Introduction
The unit test is the lowest common denominator. We can use them, but they are cumbersome and they only peek once into the fabric of our work. A better solution for many tasks, namely Property Based Testing exists for Erlang. This post is an example of how to use the statem
type of test, mainly because there are so few of these out there. The outset is this: We will randomly generate operations on a priority queue and then validate that these operations are correct according to a simpler model.
The setup was that Michael Truog had a nice library of (min) priority queues which he had written (see okeuday/pqueue) He was mostly interested in how they benchmarked, but before benchmarking, you need to have some kind of knowledge that your PrioQ is correct indeed. Otherwise, you may just return the value 42
on each output and claim that this is the "right" thing to do. So the system under test (the SUT) is the various priority queue implementations by Michael. In order to test them, we need a model of a priority queue though.
The model of a SUT is some code we write which can reflect the observations of the SUT. In the case of a priority queue, there is a very simple model we can choose. We can simply base it upon a naive priority queue. The idea is then, that our PrioQ is easy to write but it may not be particularly fast. If an error shows up, it means that the SUT and our model will disagree (hopefully) and we can figure out if the problem is with our Model or the SUT.

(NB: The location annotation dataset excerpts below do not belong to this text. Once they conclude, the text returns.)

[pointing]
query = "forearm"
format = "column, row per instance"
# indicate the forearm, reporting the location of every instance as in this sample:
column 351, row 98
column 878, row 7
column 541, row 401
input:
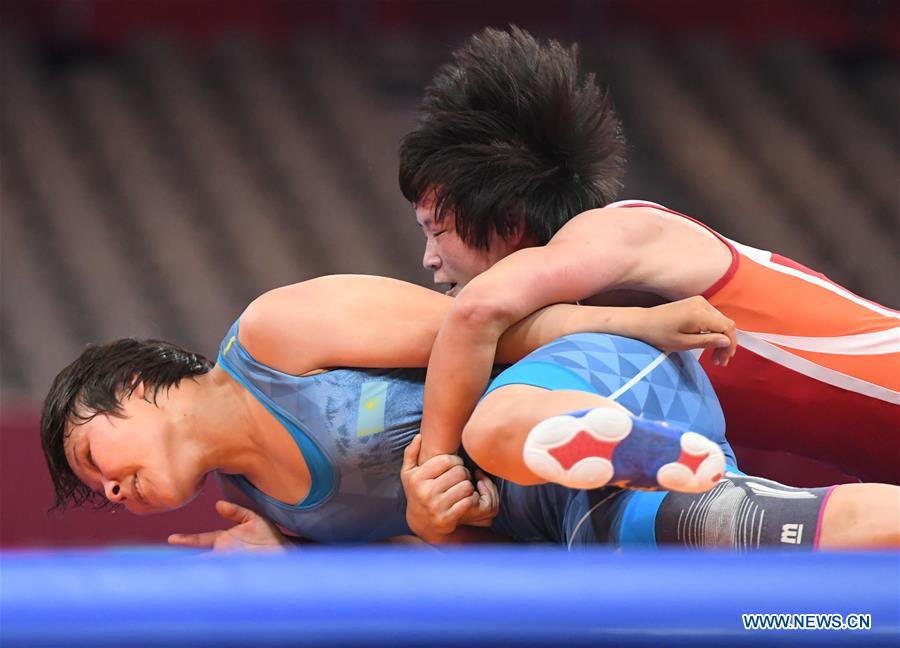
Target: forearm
column 556, row 321
column 467, row 535
column 467, row 347
column 458, row 372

We are going to use PropEr. The choice could equally well have been Erlang QuickCheck though, with minor changes. Both tools reflect the same interface for this kind of work, even though their real working might be slightly different in practice.
Note: All code is in Michaels repository linked above. If you want to digest the code yourself, go read it there - after having read this blog post. I've pulled out the important parts, but eh real repo has a bit more code in it.
Building the model
The model in this case is fairly simple. When constructing the model you need to have an idea of what you are going to test for. The goal is to get the model as small as possible while still being able to handle everything you may need. On the other end of the spectrum, you build up a model that is a complete specification - which can in some cases actually mean your model will be larger than the SUT. But in this case the model is way smaller and simpler than the queue it tests.

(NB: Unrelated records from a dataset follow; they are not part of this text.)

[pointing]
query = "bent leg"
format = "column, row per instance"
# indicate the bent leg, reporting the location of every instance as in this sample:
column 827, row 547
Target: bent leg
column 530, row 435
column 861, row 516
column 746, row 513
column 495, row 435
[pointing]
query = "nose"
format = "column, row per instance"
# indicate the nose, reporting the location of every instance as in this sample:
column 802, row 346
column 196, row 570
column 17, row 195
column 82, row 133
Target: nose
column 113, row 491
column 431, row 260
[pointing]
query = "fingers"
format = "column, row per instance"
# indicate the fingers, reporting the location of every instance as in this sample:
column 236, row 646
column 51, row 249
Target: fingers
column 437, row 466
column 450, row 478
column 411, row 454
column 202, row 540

For this particular example though, we are very lucky. Essentially our example is a complex implementation (implementations) of a simple idea. So our model goes for reflecting the simple idea instead.
Let us write a priority queue to serve as the model. Our representation is [{priority(), [element()]}]
that is a list of tuple-pairs where the firstelement is a priority and the second element is the list of values we are storing under that priority. We require that the list is sorted by the priorities. This makes lookup a bit faster.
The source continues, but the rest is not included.